Policy turns boundaries into rules:

  • which tools are allowed
  • which tools are never allowed
  • which arguments are required
  • which values are in range
  • which tools depend on environment or user permission

Flow

flowchart TD
  A["Agent proposes tool call"] --> P["Policy checks tool name and arguments"]
  P -->|allowed| T["Python executes tool"]
  T --> O["Tool result"]
  P -->|rejected| B["Return violation reason"]
  B --> R["Agent changes plan or asks user"]

Minimal Code Shape

Allow only book_ticket for standard Hangzhou tickets:

allowed_tools = {"book_ticket"}

def check_tool_call(name: str, args: dict) -> None:
    if name not in allowed_tools:
        raise PermissionError(f"tool not allowed: {name}")
    if args.get("city") != "Hangzhou":
        raise PermissionError("only Hangzhou bookings are allowed")
    if args.get("ticket_type") not in {"standard"}:
        raise PermissionError("only standard tickets are allowed")

Check before execution:

check_tool_call("book_ticket", {"city": "Hangzhou", "ticket_type": "standard"})

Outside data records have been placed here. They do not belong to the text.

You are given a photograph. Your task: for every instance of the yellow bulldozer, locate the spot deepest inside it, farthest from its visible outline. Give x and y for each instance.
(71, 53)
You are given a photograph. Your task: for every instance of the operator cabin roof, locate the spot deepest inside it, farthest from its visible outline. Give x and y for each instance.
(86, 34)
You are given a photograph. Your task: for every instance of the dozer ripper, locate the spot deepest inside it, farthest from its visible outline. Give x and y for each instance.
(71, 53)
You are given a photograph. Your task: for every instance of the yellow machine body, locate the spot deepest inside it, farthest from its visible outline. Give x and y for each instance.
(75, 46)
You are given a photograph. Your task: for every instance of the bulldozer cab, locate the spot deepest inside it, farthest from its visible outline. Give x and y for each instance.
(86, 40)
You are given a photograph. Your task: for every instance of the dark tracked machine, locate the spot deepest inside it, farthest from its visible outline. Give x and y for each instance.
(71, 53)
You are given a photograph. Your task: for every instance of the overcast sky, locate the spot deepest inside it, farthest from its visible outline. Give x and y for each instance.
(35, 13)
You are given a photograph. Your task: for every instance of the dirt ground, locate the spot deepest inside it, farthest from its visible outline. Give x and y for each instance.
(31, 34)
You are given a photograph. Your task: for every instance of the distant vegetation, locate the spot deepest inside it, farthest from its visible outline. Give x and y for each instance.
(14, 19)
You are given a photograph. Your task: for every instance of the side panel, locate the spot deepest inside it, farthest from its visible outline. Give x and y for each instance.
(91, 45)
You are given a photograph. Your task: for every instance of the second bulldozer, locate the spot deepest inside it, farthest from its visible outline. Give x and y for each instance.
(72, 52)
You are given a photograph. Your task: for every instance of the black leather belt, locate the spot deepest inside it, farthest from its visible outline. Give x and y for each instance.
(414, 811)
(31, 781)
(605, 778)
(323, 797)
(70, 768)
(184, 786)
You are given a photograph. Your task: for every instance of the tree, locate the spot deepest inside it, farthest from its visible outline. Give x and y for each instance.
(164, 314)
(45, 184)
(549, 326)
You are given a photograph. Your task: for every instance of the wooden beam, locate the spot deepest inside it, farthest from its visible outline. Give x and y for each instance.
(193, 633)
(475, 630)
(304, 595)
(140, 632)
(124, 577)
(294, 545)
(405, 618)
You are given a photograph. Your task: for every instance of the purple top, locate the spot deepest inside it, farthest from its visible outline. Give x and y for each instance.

The code is plain, but it separates responsibility: the model can propose; Python decides whether execution is allowed.

Use It When

  • Tools affect the real world: payments, bookings, email, file deletion.
  • Different users have different permissions.
  • Tools have cost or rate limits.
  • You need an audit trail for why a call was allowed or rejected.

Avoid It When

If the system only drafts text and has no tools, policy can wait.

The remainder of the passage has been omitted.